I need to find the value of $$L=\lim_{n \rightarrow \infty}\displaystyle\prod_{r=1}^{n} \left(1+\dfrac{r^2}{n^2}\right)^{1/n}$$
Is doing this OK?--
$$\begin{align} L &=\lim_{n \rightarrow \infty}\left(1+\dfrac{1^2}{n^2}\right)^{1/n}\left(1+\dfrac{2^2}{n^2}\right)^{1/n} \ ... \ \left(1+\dfrac{n^2}{n^2}\right)^{1/n} \\ &=\lim_{n \rightarrow \infty} e^{1^2/n^3} e^{2^2/n^3} \ ... \ e^{n^2/n^3} \\ &= \lim_{n \rightarrow \infty} e^{n (n+1)(2n+1)/6n^3}\\ &=e^{1/3} \end{align}$$
I get $L=e^{1/3}$ but the answer is $2e^{\pi/2-2}$.

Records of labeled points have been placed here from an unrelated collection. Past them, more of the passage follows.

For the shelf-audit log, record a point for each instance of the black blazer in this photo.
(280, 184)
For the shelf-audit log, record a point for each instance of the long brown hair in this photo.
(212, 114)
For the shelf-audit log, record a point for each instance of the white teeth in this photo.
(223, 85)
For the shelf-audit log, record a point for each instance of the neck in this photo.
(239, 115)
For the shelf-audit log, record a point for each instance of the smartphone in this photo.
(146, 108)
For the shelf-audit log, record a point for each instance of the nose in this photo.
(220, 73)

Where have I gone wrong? How to arrive at the correct answer $2e^{\pi/2-2}$?
Thank you.
$$L=\lim_{n \rightarrow \infty}\displaystyle\prod_{r=1}^{n} \left(1+\dfrac{r^2}{n^2}\right)^{1/n}$$
$$\ln L=\lim_{n \rightarrow \infty}\frac1n\sum_{r=1}^n\ln\left(1+\dfrac{r^2}{n^2}\right)=\int_0^1\ln(1+x^2)dx$$
$$\int\ln(1+x^2)dx=\ln(1+x^2)\int dx-\int\left(\frac{d[\ln(1+x^2)]}{dx}\int dx\right)dx$$
$$=x\ln(1+x^2)-\int\frac{2x^2}{1+x^2}dx$$
$$=x\ln(1+x^2)-\int\frac{2(x^2+1)-2}{1+x^2}dx$$
$$=x\ln(1+x^2)-2\int dx+2\int\frac1{1+x^2}dx$$